Search code examples
language-agnosticprocess-monitoring

Best practice to monitor program life


I want to hear your opinion about program life monitoring.

This is the scenario. You have a simple program which normally works, that means that it's well written, exception are handled and so on.

How will you operate if you want to ensure that this program works FOREVER?

No external tools like crontab are available, but any overhead can be added.

Using another program that continuously "pings" the main program? Touching a file and check with another program for the file modification?

And how do you assure that this second program always works?

So, come on, tell me which are your opinion or best practice in this context!

As footnote, I've to write this program in Python, but it's a general purpose question!


Solution

  • In embedded systems, what is often done is a watchdog module.

    A watchdog checks some location (could be a file, could be a memory location, whatever), and restarts the system under examination if the location does not meet criteria.

    So you might have your program under probe do is to write some programname_watchdog file with an epoch stamp periodically. This would be part of the regular loop.

    Then your watchdog (in a totally different process) would check the file. If the date listed was sufficiently outdated, the other program would be killed and restarted, since it would be deemed to have critically malfunctioned(either hung or crashed). Note that your watchdog will have some simple logic, so its chances of failing are much lower.
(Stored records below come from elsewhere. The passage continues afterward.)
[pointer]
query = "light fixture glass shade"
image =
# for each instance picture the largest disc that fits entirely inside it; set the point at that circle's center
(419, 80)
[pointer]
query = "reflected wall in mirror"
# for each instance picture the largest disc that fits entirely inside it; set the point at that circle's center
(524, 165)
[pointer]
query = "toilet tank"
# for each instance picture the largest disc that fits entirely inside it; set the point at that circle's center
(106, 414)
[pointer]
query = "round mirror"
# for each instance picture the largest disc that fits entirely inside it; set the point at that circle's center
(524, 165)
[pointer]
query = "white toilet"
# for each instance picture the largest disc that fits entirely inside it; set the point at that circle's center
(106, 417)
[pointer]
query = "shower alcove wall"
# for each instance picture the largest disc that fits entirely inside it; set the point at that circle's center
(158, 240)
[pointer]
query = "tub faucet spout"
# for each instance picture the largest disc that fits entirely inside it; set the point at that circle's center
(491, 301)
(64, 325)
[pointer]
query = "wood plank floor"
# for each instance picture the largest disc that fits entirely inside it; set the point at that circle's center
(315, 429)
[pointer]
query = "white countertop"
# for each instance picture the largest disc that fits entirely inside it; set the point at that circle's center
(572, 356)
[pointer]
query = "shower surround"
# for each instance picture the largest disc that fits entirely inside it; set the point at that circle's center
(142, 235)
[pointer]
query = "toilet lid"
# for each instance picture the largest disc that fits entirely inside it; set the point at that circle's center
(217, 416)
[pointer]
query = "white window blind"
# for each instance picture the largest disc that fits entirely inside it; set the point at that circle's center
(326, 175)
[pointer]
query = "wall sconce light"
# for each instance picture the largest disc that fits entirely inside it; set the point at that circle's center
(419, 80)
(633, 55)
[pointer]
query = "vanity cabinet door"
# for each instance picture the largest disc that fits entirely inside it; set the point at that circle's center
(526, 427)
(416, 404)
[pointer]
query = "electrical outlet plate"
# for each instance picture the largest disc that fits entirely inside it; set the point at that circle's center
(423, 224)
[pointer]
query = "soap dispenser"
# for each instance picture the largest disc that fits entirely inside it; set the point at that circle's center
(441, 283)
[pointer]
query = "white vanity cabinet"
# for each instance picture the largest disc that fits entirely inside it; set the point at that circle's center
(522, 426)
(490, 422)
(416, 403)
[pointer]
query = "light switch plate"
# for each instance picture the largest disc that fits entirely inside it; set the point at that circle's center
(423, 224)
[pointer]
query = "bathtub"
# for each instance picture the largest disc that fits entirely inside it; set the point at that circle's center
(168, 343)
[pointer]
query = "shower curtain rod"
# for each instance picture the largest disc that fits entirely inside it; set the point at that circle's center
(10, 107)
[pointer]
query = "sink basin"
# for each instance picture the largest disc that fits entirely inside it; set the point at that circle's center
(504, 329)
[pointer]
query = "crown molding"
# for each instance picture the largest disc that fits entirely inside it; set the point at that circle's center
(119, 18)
    I'm positive there are other ways to accomplish this as well. This is just one way.

    edit: You have to consider the stack your system is built on. The more external dependencies you have, the more risk of failure. You also have to consider a formal proof of program correctness if you are looking for perfect operation.

    The question really becomes what you are expecting from your system; what sort of failures are unacceptable and what sort of failures are expected so you can compensate for them.

    This question becomes a proof-hardware-software co-design issue very fast (and expensive, too). I'm curious to see what you are doing and what your solution is.